The intersubunit region of the influenza virus haemagglutinin is recognized by antibodies during infection.

The influenza virus haemagglutinin has an important role in the infectious cycle of the virus and carries multiple B and T cell epitopes. It is synthesized as a single polypeptide chain but viral infectivity depends on its post-translational enzymatic cleavage. The cleavage site of a trypsin-like enzyme responsible for this modification is found in the most conserved intersubunit region of the molecule. In this study the role of this region in antibody recognition was investigated.

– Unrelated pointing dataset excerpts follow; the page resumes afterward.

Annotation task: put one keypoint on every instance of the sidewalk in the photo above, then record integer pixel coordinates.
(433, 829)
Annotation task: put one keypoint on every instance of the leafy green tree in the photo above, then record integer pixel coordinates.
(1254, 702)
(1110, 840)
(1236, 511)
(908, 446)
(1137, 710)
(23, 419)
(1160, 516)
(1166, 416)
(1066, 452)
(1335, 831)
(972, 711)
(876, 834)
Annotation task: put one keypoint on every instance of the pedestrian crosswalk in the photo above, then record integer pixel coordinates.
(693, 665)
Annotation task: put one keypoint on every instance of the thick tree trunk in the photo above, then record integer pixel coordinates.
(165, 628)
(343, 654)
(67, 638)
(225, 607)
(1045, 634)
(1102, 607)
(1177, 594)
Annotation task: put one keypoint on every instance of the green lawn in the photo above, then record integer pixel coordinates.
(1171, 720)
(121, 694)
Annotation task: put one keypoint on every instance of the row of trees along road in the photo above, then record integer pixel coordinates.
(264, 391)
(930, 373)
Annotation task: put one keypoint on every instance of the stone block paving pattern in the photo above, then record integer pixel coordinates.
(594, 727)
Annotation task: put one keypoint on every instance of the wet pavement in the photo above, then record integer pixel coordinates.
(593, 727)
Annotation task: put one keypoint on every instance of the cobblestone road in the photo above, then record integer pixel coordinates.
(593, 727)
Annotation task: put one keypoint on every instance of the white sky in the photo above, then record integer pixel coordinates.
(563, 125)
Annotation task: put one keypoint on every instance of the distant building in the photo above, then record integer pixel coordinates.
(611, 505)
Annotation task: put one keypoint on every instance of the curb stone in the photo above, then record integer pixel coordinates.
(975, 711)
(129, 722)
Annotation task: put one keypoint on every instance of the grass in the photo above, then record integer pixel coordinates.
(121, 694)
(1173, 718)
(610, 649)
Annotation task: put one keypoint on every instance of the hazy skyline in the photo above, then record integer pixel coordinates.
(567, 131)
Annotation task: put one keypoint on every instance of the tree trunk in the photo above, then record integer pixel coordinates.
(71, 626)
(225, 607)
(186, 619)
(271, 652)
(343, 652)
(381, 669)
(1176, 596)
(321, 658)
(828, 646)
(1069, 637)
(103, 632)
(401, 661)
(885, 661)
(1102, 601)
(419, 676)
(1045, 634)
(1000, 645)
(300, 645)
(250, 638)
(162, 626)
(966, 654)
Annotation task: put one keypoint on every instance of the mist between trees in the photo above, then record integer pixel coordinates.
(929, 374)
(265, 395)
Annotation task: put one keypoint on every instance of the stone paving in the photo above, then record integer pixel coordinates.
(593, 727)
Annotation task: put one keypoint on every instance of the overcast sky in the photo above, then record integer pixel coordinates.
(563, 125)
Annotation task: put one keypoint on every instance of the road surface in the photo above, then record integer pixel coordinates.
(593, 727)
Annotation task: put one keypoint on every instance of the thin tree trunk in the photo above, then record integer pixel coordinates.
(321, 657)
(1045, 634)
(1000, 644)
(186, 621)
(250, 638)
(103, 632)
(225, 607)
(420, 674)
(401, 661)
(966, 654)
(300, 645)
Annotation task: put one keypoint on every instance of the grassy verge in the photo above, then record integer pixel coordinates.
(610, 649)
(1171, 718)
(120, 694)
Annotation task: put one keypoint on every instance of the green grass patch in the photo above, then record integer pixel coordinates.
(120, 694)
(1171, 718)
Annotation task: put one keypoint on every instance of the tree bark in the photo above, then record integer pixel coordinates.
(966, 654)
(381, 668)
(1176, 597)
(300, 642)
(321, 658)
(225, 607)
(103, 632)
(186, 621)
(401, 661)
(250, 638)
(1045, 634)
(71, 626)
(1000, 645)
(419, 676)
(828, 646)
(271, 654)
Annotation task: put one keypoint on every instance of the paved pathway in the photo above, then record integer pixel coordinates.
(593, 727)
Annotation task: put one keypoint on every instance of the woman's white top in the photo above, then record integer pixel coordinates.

Synthetic peptides comprising the intact and cleaved forms of the intersubunit segment were used to examine the specificity of virus- or peptide-induced antibodies. The immune response elicited by viral infection resulted in the appearance of antibodies capable of neutralizing the virus without interfering with its binding to the receptor. A monoclonal antibody (MoAb) of such functional properties was shown to recognize the intact intersubunit region both in the uncleaved haemagglutinin molecule and in a 25-mer synthetic peptide comprising the intact intersubunit region. Specificity and functional studies revealed the conformation-dependent recognition of the C-terminal segment of the haemagglutinin 1 subunit by this MoAb. The binding of the antibody was shown to inhibit the trypsin-mediated cleavage of the haemagglutinin molecule and the membrane fusion event. The enzymatic cleavage of the haemagglutinin was demonstrated to abolish antibody recognition of the infective virus suggesting an escape mechanism mediated by the functional destruction of this highly conserved region. The synthetic peptide corresponding to the intact intersubunit region is characterized by an ordered structure and is able to elicit an antibody response in BALB/c mice while its subfragments are nonimmunogenic. Furthermore, this peptide elicited a protective immune response demonstrated by in vivo experiments.